It turns out that there’s lots of documented scientific evidence that the more you exercise, the better you eat, and the more you sleep (within reason), the better your brain works (i.e., you can reason more clearly, recall information faster, solve problems faster, etc.).
One of the most helpful pieces of advice (about conducting analysis or thinking through problems, that is) ever given to me was that the best insights are those that seem really obvious once they are realized. If you really didn’t know it before for sure, but now you do with certainty, you’ve realized something important. Still, I find that sometimes an idea seems so intuitively obvious that it isn’t interesting enough to grab most people’s attention, or perhaps because it’s obvious, it just doesn’t seem like it can be that important.
I am convinced that this rule falls squarely into this “seems obvious, probably don’t need to pay that much attention to it” category. But, it’s an important rule with surprising supporting evidence that far too many people simply ignore.
We won’t go into extended detail on the science behind this rule here, but the science is covered in enjoyable detail in Brain Rules: 12 Principles for Surviving and Thriving at Work, Home, and School by John Medina.
But, a quick summary of the science would be that we evolved over thousands of years in an environment that involved constant movement. We were literally walking 10-20 miles per day for thousands of years. So, part of the story is that the brain has evolved to function more efficiently when we are in motion. When we are in motion, more blood and oxygen gets to the brain, and it operates better.
In his book, Medina summarizes the issue by saying that current research suggests that “exercisers outperform couch potatoes in tests that measure long-term memory, reasoning, attention, and problem solving skill. The same is true of fluid intelligence tasks, which test the ability to reason quickly, think abstractly, and improve off previously learned material in order to solve a new problem.”
The story with nutrition is similar. Eating right and getting the right type and number of nutrients into your body is literally what gives your brain, heart, and muscles the fuel to perform.
Sleep is a more nuanced story, and perhaps more important. Whereas exercise, for example, can be thought of as a bit of an indirect link to cognitive performance (i.e., if you are a regular exerciser, your gain a cognitive benefit, and that benefit doesn’t go away if you skip 2-3 days of activity), sleep can be very direct. If you get 2 hours of sleep, you will have trouble thinking clearly the next day.

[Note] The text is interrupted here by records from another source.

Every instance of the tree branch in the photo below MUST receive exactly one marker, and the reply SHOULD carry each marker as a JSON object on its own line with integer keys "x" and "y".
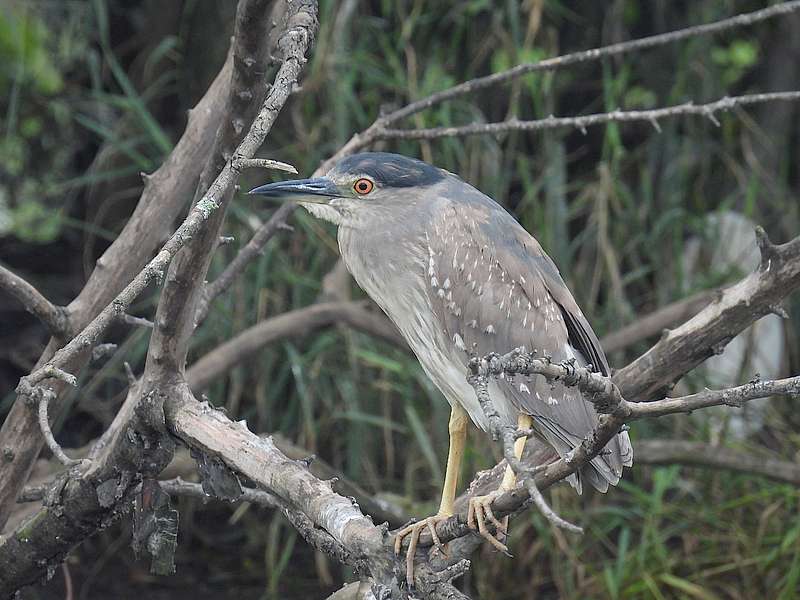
{"x": 559, "y": 62}
{"x": 54, "y": 317}
{"x": 683, "y": 348}
{"x": 655, "y": 322}
{"x": 582, "y": 122}
{"x": 677, "y": 353}
{"x": 165, "y": 193}
{"x": 293, "y": 324}
{"x": 100, "y": 495}
{"x": 371, "y": 134}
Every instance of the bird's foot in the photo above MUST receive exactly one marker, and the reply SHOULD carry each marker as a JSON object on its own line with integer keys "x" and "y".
{"x": 413, "y": 531}
{"x": 479, "y": 511}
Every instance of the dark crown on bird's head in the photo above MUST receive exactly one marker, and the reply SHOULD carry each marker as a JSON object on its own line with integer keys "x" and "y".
{"x": 390, "y": 170}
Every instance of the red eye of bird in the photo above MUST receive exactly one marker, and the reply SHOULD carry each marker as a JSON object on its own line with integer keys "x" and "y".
{"x": 363, "y": 186}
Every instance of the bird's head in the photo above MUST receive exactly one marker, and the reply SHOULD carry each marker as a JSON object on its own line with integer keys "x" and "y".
{"x": 360, "y": 188}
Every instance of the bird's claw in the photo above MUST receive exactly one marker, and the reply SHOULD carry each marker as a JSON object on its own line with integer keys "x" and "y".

When you do not get enough sleep, it can and will directly impact your ability to learn difficult (or not so difficult), recall information, and problem solve. Outside of school, it can impact your athletic, musical, or interpersonal skills. The United States center for Disease Control and Prevention considers sleep health a public health epidemic. The CDC web-site features some astounding statistics on sleep that have obvious impacts on your ability to learn and perform well in school and at work.
~40% of adults of 20 years of age have noticed themselves being unable to concentrate or remember information because they are tired, according to information on sleep compiled by the CDC.
A 2006 national sleep foundation study found that 75% of adolescents between 6th and 12thgrade were getting insufficient (<8 hours) or borderline (8-9 hours) of sleep each night.
Let’s look at one final chart on sleep. In the book by John Medina, he references a study that has been performed many times in which a very tricky set of mathematics problem is given to a group of students, and they are prepped in methods they can use to solve them. They aren’t told that there’s a potentially very easy “shortcut” way to do the problems, which is discoverable once you dive in and try to solve them. They are told to take 12 hours to decompress and figure it out. They were necessarily working on the problem for 12 hours, just re-setting, and thinking through options for how to solve it before they really dove back in. One group was given those 12 hours during the day (i.e., 7AM to 7PM) while the other was given those 12 hours over night (i.e., 7PM to 7AM. The below chart shows show the percentage of each group that was able to find the “shortcut” solution to the problems.
In sum, to perform at a high level in school, at work, you should be sure to exercise, eat right, and get enough sleep.
How to learn more –
Again, I highly recommend John Medina’s book Brain Rules: 12 Principles for Surviving and Thriving at Work, Home, and School to learn more about the ideas in this chapter. The CDC web-site and National Sleep Foundation offer ideas and strategies for getting better sleep, and there is a growing body of research on the link between academic performance and exercise.